Evidence will also demonstrate the extent to which consumers are moving from tinned beans and tinned fish to pre-cooked beans and dried fish.

The expansion of SME actors into rural business centres also mean raw materials that used to flow to big millers in cities are now being intercepted by small SMEs at growth points and rural business centres whose advantages include proximity to production areas and flexibility in handling smaller quantities. For example, groundnuts are being intercepted by small peanut butter producers at rural business centres. Rural electrification initiatives are exacerbating this trend.

Going beyond buying raw materials from farmers

Farmers are now beginning to ask what other additional services or benefits are being offered by big companies. They are seeking relationships that go beyond buying raw commodities from farmers. That means big companies should innovate by coming across as guarantors to farmers so that they can access inputs and finance.

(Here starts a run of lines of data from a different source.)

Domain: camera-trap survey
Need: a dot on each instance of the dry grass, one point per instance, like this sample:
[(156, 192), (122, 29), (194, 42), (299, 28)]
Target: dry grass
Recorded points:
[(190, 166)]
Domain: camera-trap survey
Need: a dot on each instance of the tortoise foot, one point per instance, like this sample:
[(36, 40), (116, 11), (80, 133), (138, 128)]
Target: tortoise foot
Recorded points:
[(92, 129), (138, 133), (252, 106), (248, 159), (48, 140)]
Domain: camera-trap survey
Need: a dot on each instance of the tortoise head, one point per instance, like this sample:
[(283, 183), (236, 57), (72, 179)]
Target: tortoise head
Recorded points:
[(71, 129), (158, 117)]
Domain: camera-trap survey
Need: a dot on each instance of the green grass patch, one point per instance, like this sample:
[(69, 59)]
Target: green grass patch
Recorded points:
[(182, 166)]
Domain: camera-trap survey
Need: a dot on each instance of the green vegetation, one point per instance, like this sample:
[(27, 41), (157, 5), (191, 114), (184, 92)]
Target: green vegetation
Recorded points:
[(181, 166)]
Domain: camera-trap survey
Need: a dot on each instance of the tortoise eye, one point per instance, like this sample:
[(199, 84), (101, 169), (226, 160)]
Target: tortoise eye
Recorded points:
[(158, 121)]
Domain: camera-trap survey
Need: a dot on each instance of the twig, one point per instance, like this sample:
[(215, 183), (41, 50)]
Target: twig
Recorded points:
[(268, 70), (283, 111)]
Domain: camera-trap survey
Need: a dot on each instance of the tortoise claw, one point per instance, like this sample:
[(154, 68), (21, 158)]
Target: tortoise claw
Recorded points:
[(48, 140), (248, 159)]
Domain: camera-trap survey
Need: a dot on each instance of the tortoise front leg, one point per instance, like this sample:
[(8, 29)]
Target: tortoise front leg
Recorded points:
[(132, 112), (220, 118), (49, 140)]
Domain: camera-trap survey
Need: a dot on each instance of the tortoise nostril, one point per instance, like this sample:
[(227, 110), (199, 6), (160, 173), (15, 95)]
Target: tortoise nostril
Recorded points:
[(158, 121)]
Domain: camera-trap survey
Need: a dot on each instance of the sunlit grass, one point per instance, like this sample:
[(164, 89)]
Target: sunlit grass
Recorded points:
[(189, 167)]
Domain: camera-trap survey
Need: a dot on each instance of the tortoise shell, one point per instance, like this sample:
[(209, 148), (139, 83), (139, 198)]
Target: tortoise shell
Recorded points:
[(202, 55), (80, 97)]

Gone are the days when big companies would just wait to buy when the farmer had produced alone using self-financing and grappling with many challenges. Big companies cannot continue to be price setters for cattle and other commodities whose production they will not have supported. That is why farmers end up preferring open markets where the laws of demand and supply prevail.

Are big companies offering knowledge and information?

In a dynamic economy characterised by climate change and other negatives, farmers are no longer interested in future contracts. Where contract farming is happening, why do contractors look for the best farmers who already have access to resources?

Should they not be looking for under-resourced farmers as a way of broadening the supply base? By supporting the well up, big companies widen the gap between the rich and the poor who end up continuing to be labourers when they need a graduation pathway that can see them growing out of poverty. When potential players are excluded due to lack of resources, production for industries suffers and narrows.